Mas isso já está no terreno da patologia amorosa, aquele momento em que você não sabe direito quem é você e quem é o outro, e a ausência dele – ou dela – se torna insuportável. O que fazer nessa situação? Eu, quando me senti assim, corri atrás de um analista. Melhor do que atirar para todos os lados e ferir a si mesmo, como acaba acontecendo.
Quem se coloca à disposição do outro, incondicionalmente, implode, sangra e não obtém o que deseja. Se alguém souber de exemplo contrário, me conte. Eu desconheço.
O que é muito comum, e pode estar acontecendo com a minha amiga, é ficar obcecado por quem não gosta da gente. Ela é atraente, feliz, sedutora. Teria sucesso com nove dos dez homens que escolhesse. O que ela faz? Se apaixona pelo décimo cara, aquele que não está interessado nela. Por que faz isso? Não sei, mas eu mesmo já agi assim e conheço gente que só funciona desse jeito, se apaixonando pela rejeição.
Acho que falta na gente, em diversas situações amorosas, algo que eu chamaria de impulso da felicidade. Ele não é a mesma coisa que o desejo. O desejo é burro e cego, pode nos lançar em situações de sofrimento sem saída. Somos especialistas em desejar o que não podemos ter.
O impulso de felicidade – tal como eu vejo - é uma força que zela pela nossa integridade psíquica e emocional. Ela acende a luz amarela quando uma roubada se apresenta. Ela impõe a luz vermelha no limite do sofrimento. Ela nos lembra que o sentimento por outra pessoa não pode nos destruir. Quando ameaçamos nos atirar nos braços da infelicidade, o impulso da felicidade está lá para nos conter. Ou deveria.
Como somos romanticamente treinados para sofrer, mais do que para ser felizes, a pulsão de vida nem sempre funciona. Assim, nos deixamos dominar pela melancolia e nos deixamos envolver por sentimentos e pessoas que nos fazem mal – criando explicações e justificativas para algo que nem deveria acontecer.
Se as coisas nos fazem mal, deveríamos nos afastar delas, ou buscar ajuda para fazer isso. Se apaixonar pelo sofrimento é uma tragédia afetiva tão comum que a gente esquece como ela é grave, e como atrasa e entristece a nossa vida.

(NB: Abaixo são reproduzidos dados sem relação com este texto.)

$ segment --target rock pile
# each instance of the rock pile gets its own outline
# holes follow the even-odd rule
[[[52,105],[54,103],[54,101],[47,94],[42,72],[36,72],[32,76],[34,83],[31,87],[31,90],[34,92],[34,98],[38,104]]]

Enfim, esse negócio de aproveitar apenas o que o outro tem para dar só funciona com gente que não é romântica. Gente prática e desapegada, que calha de não estar apaixonada. Os apaixonados, inevitavelmente, sofrem ao menor sinal de indiferença. Precisam de atenção e reciprocidade. São carentes. São humanos. São como eu, você e a minha amiga.